Clark quits as Sequim superintendent

Officials mum on cause

Dr. Robert Clark

Dr. Robert Clark

SEQUIM — Robert Clark has resigned as Sequim School superintendent, effective Friday.

Board members are expected to formally approve his resignation at a special meeting set for 2 p.m. today.

Jane Pryne, acting superintendent for the district, will assume interim superintendent duties through June 30, district officials announced Thursday.

“Dr. Clark and the Board of Directors have a disagreement over Dr. Clark’s style of management and decision making and Dr. Clark has elected to resign his employment in the best interests of the District, its staff and students,” school district officials said in an email sent to staff and students on Thursday.

The news was announced after the board had scheduled a special meeting for Friday to discuss a separation agreement.

Clark was placed on paid leave by the district on Oct. 22 pending the outcome of an investigation into a complaint. A day later, following what school officials say was a separate complaint, Sequim High School principal Shawn Langston was placed on leave.

Langston was reinstated in late December.

The district has declined to provide details of the complaint or investigation documents until later this month.

Dr. Robert Clark

Dr. Robert Clark

Clark said in a phone interview Thursday that he didn’t have a comment about the situation other than, “it’s been a long two-and-a-half months.”

District officials said in Thursday’s email that the board plans to hire a superintendent search firm at a regularly scheduled meeting in the near future.

Clark’s contract specified that he would be paid $155,000 for 2020-21.

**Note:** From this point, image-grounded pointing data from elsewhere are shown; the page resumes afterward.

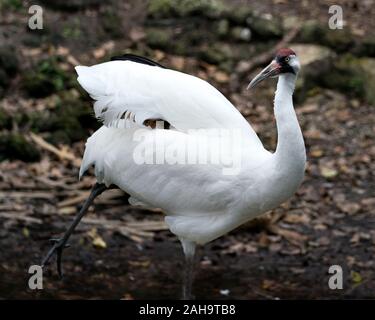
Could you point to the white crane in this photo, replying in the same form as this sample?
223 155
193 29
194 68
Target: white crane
200 201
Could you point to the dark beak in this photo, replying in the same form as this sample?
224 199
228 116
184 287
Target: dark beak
272 70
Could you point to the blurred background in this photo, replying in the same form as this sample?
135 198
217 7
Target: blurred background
120 252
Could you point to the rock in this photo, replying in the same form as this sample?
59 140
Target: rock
222 28
352 76
265 27
241 34
239 15
8 66
5 120
71 5
160 38
315 61
68 122
367 70
15 146
215 54
365 46
46 78
183 8
340 40
112 23
8 60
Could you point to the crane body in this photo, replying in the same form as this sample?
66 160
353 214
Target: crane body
200 201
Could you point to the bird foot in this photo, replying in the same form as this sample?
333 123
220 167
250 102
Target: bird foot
59 244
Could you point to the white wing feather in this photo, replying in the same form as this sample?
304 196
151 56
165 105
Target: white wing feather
129 93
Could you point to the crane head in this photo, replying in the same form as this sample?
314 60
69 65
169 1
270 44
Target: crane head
285 61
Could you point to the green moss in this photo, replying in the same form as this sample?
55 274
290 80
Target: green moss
160 38
8 60
5 120
184 8
111 23
46 78
265 28
70 121
11 5
15 146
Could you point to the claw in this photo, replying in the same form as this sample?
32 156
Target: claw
58 247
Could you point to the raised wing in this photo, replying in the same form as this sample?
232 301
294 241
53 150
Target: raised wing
128 93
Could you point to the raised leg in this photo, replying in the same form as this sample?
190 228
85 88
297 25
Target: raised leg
189 248
61 243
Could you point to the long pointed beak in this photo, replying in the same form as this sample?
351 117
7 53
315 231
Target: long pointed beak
272 70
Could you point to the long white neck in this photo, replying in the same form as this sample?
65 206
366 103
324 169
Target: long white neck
290 155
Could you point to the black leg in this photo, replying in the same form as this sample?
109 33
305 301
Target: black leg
61 243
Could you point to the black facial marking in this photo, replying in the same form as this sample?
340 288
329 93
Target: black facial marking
283 61
138 59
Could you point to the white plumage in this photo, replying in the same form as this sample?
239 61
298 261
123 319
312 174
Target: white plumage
200 202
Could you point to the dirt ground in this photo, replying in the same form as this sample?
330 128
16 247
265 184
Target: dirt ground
121 252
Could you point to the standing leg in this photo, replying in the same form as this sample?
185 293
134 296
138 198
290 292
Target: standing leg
61 243
189 248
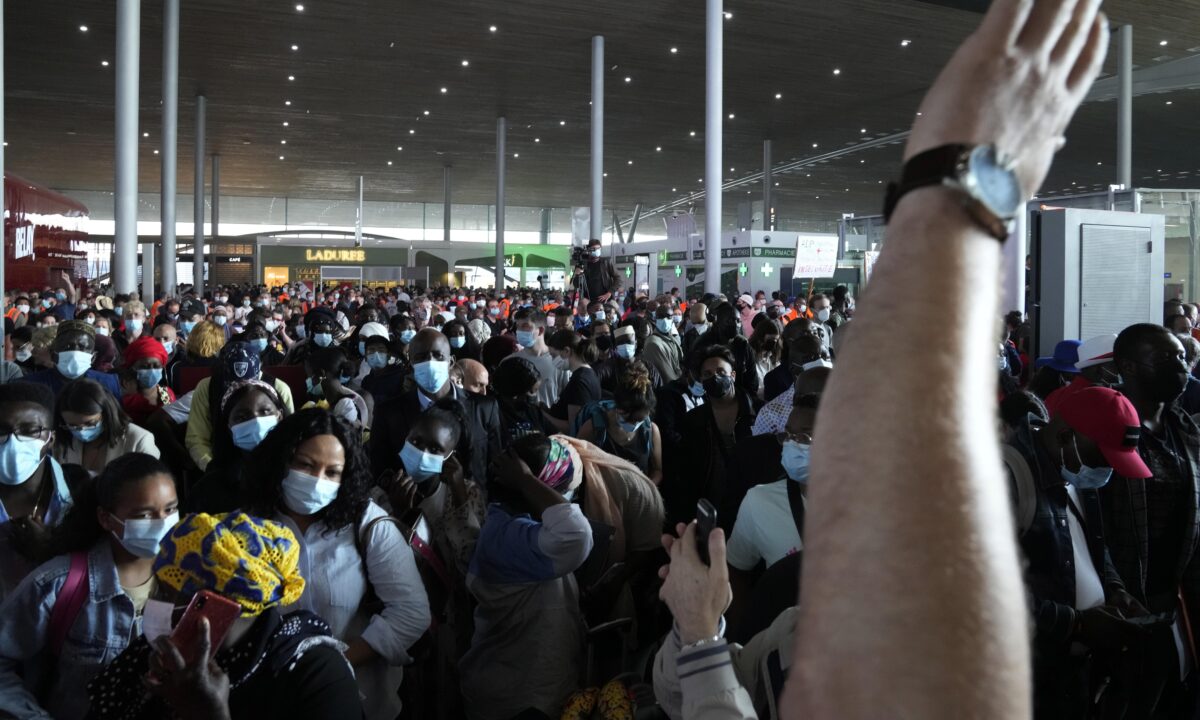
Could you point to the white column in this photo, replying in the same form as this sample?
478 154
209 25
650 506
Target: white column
125 241
502 127
169 141
597 137
1125 106
714 19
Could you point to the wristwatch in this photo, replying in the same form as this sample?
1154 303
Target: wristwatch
983 177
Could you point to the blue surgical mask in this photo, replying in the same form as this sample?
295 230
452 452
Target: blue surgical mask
377 360
1086 478
307 495
87 435
796 461
73 364
250 433
526 339
142 537
149 377
431 375
419 463
19 459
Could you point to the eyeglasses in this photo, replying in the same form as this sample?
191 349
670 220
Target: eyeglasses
25 432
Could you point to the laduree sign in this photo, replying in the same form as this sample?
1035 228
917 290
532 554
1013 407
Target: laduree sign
353 255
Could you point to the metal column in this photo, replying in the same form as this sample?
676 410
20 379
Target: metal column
597 137
1125 106
714 45
768 216
198 204
502 129
445 204
169 139
125 241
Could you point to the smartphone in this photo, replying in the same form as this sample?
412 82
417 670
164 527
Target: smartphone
706 522
221 612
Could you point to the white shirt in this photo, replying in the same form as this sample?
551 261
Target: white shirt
765 529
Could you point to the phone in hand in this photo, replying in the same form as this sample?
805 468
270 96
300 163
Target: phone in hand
706 522
220 611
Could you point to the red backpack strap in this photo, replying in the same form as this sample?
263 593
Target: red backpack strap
67 604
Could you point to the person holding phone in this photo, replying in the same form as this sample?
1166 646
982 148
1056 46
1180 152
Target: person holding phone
113 532
264 665
311 475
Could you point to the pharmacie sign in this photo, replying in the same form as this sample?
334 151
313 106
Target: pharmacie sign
335 256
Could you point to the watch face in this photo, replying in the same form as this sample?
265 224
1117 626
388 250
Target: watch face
995 185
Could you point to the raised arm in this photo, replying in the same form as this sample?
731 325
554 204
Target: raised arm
912 603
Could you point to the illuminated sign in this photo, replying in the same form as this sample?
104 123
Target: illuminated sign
335 256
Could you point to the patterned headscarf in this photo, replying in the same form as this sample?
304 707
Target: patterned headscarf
563 469
250 561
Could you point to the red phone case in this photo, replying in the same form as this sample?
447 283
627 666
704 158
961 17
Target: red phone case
221 612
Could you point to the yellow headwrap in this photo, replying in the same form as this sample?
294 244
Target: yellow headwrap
250 561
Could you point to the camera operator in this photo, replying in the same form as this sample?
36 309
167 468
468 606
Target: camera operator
597 279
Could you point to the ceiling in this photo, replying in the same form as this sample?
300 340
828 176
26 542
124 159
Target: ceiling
366 72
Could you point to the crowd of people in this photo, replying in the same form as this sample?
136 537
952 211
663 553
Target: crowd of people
297 502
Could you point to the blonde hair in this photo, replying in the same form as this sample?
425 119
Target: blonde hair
205 340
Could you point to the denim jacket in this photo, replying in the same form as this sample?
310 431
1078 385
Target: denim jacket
105 627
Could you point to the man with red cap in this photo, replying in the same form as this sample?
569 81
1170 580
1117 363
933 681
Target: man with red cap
1080 606
1096 367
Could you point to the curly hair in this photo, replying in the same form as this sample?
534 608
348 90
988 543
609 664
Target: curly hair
263 473
205 340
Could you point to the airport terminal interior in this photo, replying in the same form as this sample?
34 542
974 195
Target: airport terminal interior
676 359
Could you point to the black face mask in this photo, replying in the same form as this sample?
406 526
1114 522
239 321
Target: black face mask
1163 382
718 385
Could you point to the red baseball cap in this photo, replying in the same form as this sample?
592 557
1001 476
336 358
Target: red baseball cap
1104 417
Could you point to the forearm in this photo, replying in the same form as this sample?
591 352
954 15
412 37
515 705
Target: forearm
941 520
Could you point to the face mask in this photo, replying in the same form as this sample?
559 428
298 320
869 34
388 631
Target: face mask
19 459
526 339
377 360
73 364
718 385
87 435
796 461
306 495
149 377
142 537
1086 478
431 375
419 463
250 433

In response to a public records request from the Sequim Gazette, the school district on Nov. 12 said via email it was withholding all records regarding both investigations, citing RCW 42.56.230 and indicating the records can be withheld because the documents containing the “identity of employee subject to an unsustained internal investigation of misconduct, release of which violate the employee’s right to privacy due to the highly offensive nature of the allegations.”

Both complaint investigations were handled internally through the district’s human resources department as well as risk management staff, Pryne said.

A former Port Angeles School superintendent, Pryne stepped in to Clark’s role for the interim; her first day was Oct. 26. She was one of two candidates for the interim Sequim School District’s superintendent position in 2019.

Clark previously worked as superintendent of the Milton-Freewater School District, just south of Walla Walla across the Washington-Oregon state line, a job he held since 2013.

He has also served as a superintendent in Washington state school districts, including the Quilcene School District,the Cascade School District in Leavenworth and the Rearden-Edwall and Washtucna school districts in Eastern Washington.

Clark was hired as interim superintendent after Gary Neal left in the summer of 2019. The “interim” aspect of his title was dropped in January 2020 when the board extended his contract with praise for his work.

In late 2019 and early 2020, Clark and a committee of staffers began putting the final touches on a capital projects levy proposal that the board recently approved to put before voters in February, alongside the renewal of the district’s education programs and operations (EP&O) levy.

Voters on Feb. 9 will consider a four-year, $15 million capital projects levy to address a number of building issues, as well as a four-year, $29.7 million levy that replaces Sequim’s current local tax and pays for core learning functions not supported in state’s basic education formula.

Clark was also at the helm of the district when the COVID-19 pandemic emerged, overseeing the closure of classrooms in March and shift to remote learning at the closure of the 2019-2020 school year, as well as the return to in-person instruction for elementary grade level students in a hybrid model this fall before rising COVID-19 transmission rates forced another closure.